Period	Total Number of Shares Purchased		Average Price Paid per Share		Total Number of Shares Purchased as Part of Publicly Announced Plans or Programs		Approximate Dollar Value of Shares that May Yet Be Purchased Under the Plans or Programs
10/02/10 – 10/29/10		—	$	—		—	$	900,000,000
10/30/10 – 12/03/10		6,963,100		39.35		6,963,100		625,975,304
12/04/10 – 01/01/11		8,425,400		41.69		8,425,400		274,748,912
Total		15,388,500		40.63		15,388,500	$	274,748,912

Item 6. SELECTED FINANCIAL DATA

The information set forth under the caption Five-Year Summary Financial Data in the Financial Report included in St. Jude Medical’s 2010 Annual Report to Shareholders and filed as Exhibit 13 to this Form 10-K is incorporated herein by reference.

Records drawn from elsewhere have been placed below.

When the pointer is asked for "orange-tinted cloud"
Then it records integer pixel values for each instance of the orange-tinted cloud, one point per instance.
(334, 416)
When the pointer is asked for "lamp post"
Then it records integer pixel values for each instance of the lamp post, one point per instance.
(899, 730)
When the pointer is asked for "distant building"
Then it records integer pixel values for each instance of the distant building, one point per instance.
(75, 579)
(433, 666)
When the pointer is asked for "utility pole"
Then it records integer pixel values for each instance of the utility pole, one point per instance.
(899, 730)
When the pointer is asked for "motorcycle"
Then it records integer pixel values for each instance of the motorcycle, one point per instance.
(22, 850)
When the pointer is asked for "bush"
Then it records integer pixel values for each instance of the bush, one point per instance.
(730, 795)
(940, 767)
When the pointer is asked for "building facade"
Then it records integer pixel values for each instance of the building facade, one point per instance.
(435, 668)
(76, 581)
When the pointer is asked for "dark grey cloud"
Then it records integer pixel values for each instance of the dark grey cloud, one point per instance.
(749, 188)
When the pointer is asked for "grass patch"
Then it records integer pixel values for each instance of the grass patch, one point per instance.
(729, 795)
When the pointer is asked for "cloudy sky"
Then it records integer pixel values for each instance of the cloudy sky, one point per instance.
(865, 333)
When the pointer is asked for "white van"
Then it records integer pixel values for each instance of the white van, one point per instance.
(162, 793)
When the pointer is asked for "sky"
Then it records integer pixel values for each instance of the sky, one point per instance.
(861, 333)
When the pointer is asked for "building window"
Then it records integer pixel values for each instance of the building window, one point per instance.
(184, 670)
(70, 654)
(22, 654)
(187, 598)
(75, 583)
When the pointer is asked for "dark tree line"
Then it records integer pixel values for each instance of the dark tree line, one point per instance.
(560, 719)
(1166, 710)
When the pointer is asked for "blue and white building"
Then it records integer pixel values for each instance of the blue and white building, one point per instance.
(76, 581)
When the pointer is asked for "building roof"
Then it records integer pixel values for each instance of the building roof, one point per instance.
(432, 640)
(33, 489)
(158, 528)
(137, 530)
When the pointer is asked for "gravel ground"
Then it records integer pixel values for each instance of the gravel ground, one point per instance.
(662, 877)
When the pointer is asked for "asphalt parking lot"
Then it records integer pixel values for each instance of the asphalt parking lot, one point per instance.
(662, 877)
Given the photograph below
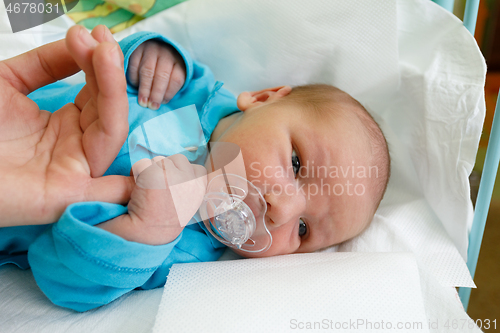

Item 7. MANAGEMENT’S DISCUSSION AND ANALYSIS OF FINANCIAL CONDITION AND RESULTS OF OPERATIONS

The information set forth under Management’s Discussion and Analysis of Financial Condition and Results of Operations in the Financial Report included in St. Jude Medical’s 2010 Annual Report to Shareholders and filed as Exhibit 13 to this Form 10-K is incorporated herein by reference.

Item 7A. QUANTITATIVE AND QUALITATIVE DISCLOSURES ABOUT MARKET RISK

The information set forth under the Market Risk section of Management’s Discussion and Analysis of Financial Condition and Results of Operations in the Financial Report included in St. Jude Medical’s 2010 Annual Report to Shareholders and filed as Exhibit 13 to this Form 10-K is incorporated herein by reference.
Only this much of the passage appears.